Anticipating my 80th birthday, which comes on 30 January 2013, I decided to celebrate it with an extravagant gift as I had never dreamed of receiving.
I taught at Swarthmore College exactly 35 years. I started in 1966 as Assistant Professor. I already had three-year experience teaching at the Rhode Island School of Design in Providence, RI; but I finished my doctoral dissertation only then which I had promised in the interview in January. I was promoted to Associate Professor two years later and to Full Professor in 1975, appointed the chair the Art Department at the same time. In 1993 I was awarded the William R. Keenan, Jr., Professorship. I retired in June 2001. My career as an art historian was my tenure at Swarthmore.
It is an overstatement to say that Swarthmore made my career, as a friend warned me. Still, I say that Swarthmore allowed me to shape and develop my career the way I wanted, and I am deeply indebted to the institution for this reason. I was given a free rein to teach new subjects of my own invention, like “City,” “Cinema: Form and Signification,” “Philadelphia: City and Architecture” “Hollywood 1939,” “Everyday Things,” and “Streets,” aside from the standard subjects in Art History: “Michelangelo and his Times,” Rembrandt and his Times,” “Florence,” and “Roman Heritage.” I was trusted to organize the Department according to my design; I made Studio Arts, formerly extracurricular, into a creditable program and brought it together with Art History into one Department of Art.
A good college prides itself on its superior faculty, and I enjoyed wonderful colleagues in all departments. But it is the students that endow a college with distinction, and I had the fortune of having had remarkable young people in my classes. It is my belief that there is no better way to learn a subject than teaching it, and nothing inspires me more than inquisitive and imaginative minds that challenge me hard continually. They made my day-to-day duties a tremendous pleasure. Moreover, many of them remained fast friends for years and decades after graduation and remain so to this day and form the circle of my best friends, near and far. I owe Swarthmore more than a successful career and far-reaching education through teaching; so much of my happy life was nursed and nurtured by the College and its students. This is what prompted me to make endowment donations to Swarthmore College.
Such donations are normally made after one’s demise by the bereaved -- relatives and friends -- in memory of the beloved. I chose to give on my own while alive, not without an ulterior motive; I wanted to have a measure of control over the use of the income from the endowments to promote those areas of intellectual endeavor which represent my interests that I had held while teaching and which also represent my belief that these are the areas the College has been neglecting and/or needs strengthening or expanding. I wanted to oversee the use of the fund as best as I can because it is my hard-earned money that I had saved by exercising frugal living through my career.

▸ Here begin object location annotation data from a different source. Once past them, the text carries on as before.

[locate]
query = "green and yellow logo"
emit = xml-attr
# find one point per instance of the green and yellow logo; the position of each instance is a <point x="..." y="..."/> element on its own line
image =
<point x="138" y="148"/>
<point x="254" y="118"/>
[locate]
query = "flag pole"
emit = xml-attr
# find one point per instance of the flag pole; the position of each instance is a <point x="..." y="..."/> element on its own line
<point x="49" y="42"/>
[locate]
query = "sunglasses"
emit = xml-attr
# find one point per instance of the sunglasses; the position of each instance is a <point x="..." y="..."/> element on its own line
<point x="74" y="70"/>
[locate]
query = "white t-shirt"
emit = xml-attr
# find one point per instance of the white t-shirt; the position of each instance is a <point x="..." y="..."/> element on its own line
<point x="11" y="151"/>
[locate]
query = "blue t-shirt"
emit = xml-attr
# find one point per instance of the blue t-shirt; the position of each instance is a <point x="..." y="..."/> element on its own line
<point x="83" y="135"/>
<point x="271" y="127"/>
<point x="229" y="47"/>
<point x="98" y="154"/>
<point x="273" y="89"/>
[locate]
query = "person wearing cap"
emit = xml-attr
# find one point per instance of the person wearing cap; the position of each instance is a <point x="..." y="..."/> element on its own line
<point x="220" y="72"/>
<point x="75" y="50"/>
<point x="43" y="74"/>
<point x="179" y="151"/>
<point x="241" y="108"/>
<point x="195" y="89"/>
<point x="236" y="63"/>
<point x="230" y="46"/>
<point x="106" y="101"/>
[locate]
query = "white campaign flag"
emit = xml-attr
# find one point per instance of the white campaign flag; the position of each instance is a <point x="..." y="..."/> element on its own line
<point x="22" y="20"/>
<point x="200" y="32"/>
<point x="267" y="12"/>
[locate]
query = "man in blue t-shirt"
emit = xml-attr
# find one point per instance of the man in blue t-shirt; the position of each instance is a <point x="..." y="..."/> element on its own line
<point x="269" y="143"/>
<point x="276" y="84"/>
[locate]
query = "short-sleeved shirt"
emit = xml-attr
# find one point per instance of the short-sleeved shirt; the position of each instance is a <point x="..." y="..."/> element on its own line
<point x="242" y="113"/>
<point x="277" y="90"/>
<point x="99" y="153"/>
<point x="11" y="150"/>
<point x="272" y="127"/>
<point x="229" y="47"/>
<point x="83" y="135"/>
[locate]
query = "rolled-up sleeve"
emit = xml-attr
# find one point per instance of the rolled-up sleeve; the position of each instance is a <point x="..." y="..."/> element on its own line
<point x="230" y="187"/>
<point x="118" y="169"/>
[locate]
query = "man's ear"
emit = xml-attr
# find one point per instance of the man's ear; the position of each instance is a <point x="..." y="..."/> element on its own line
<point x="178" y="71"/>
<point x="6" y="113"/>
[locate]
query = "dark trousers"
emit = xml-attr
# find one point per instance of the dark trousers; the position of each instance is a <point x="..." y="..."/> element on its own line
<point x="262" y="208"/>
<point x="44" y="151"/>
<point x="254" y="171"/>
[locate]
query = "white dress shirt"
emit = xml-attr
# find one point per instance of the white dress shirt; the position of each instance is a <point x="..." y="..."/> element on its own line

I started with a smaller endowment of $25,000 “to support a visiting lecture or lecture series in the Mathematics and Statics department colloquium with a preference for topics in geometry, topology, and history of mathematics,” the subjects motivated by my desire to fulfill my alternative ambition for a career in mathematics which never materialized.
The second proposal was another smaller endowment of $25,000 for Silent Cinema, an important cultural artifact of ever expanding importance in scholarship, preservation and public interest; its resources are global. I wanted to support public showing of silent films, eventually the annual Silent Cinema Festival that should make Swarthmore known for it nationwide, a sequel to my pioneering effort in creating Cinema Studies. The proposal met some resistance, however, and I agreed to expand the scope as the endowment to support “curricular, scholarly and public events that explore history of cinema, especially silent cinema, such as the annual public screening of silent films from worldwide sources, in recognition of its historical, cultural and cross-cultural importance.”
Then, for the Endowment for the List Gallery I donated $100,000 to support “a variety of educational initiatives, “ including “a student fellowship in curatorial studies, the publication of exhibition catalogs for emerging artists, on-site sculpture and installation projects, and the hiring of technical and administrative assistants.”
Finally, I contributed a $125,000 fund for Humanities Research Fellowship to support “students in the humanities by providing grants to encourage and facilitate historical research, original scholarship, and professional development, with a preference for Italian Studies, Japanese Studies, and Performing Arts.”
The approval of the donations and their documentation have now been completed, and I am ecstatically happy to have accomplished the giving, by which I am leaving behind tracks of my teaching career for decades to come in the form of a modest effort to assure the Arts and Humanities, the essential core of Liberal Arts Education, into the distant future. For this reason I consider my Endowment program the most extravagant gift to myself in celebration of my upcoming 80th birthday.
Back in May, it occurred to me that I crossed the Atlantic 60 years ago; and coincidentally I discovered my diaries from those years which made me reflect on the extraordinary course my life had taken me through. This, in turn, prompted me to think of my 80th birthday and the idea of making a big occasion of it with this gift.